Take Shelter - Ein Sturm zieht auf

Versteckt euch, wenn die Wolken aufziehen

Eine Filmkritik von Patrick Wellinski

Das Kino guckt ungern in den Himmel. Vielleicht, weil der Blick nach oben nur selten etwas Gutes verspricht. Godard (Passion) und Kurosawa (Ran) richteten in den 80ern die Kamera häufig auf den Himmel. Es wurde deutlich, welch unheilvolle Kraft von simplen Wolkenkonstellationen ausgehen kann. Und selbst heute, wenn sich das Weltkino sehr gerne in postapokalyptische Visionen eines Lars von Trier (Melancholia), Bela Tàrr (Turin Horse) oder Mike Cahill (Another Earth) stürzt, erkennt man, dass der Blick nach oben nichts von seiner furchtvollen Vorahnung eingebüßt hat. Auch Jeff Nichols guckt in Take Shelter gen Himmel – und wie gesagt, es sieht nicht gut aus.
Wolken, Sturm, tödliche Gefahr – das ist die unheilvolle Trias, die den Familienvater Curtis (Michael Shannon) in alptraumhaften Visionen regelmäßig heimsucht. Dickflüssiger, an Motoröl erinnernder Regen tropft auf ihn nieder, während wild gewordene Vogelschwärme ihn, seine taubstumme Tochter Hannah (Tova Stewart) und auch seine Frau Samantha (in ihrer bisher besten Rolle: Jessica Chastain) angreifen. Die quälenden Träume kommen scheinbar aus dem Nichts und drohen langsam das geordnete und glückliche Leben der Familie auseinanderbrechen zu lassen.

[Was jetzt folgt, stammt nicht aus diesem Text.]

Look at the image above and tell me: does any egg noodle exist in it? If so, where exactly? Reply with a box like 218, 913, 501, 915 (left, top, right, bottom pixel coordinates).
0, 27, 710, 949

Bereits mit seinem Debüt Shotgun Stories hatte Jeff Nichols eine Geschichte aus dem "Heartland" Amerikas erzählt. Diese herbe Rachegeschichte verfügte bereits über jene schroffe Aura, die nun auch Take Shelter ihren Stempel aufdrückt. Denn der 32-jährige Regisseur hat ein untrügliches Gespür für den prägenden Einfluss, den Landschaften auf den Menschen ausüben. Er interessiert sich dafür, wie sich eine gewisse Art zu leben, zu sprechen und zu denken im Spiegel der ewigen Natur entwickelt. Obwohl wir es hier mit dem gerade erst zweiten Film des Regisseurs zu tun haben, lässt sich bereits unschwer erkennen, wie sehr die wesentlichen Motive um das Begriffspaar Natur und Kultur kreisen. Damit stößt Nichols direkt ins Herz des Westerngenres, dessen Geist er elegant heraufbeschwört, ohne dabei selber klassische Western zu inszenieren.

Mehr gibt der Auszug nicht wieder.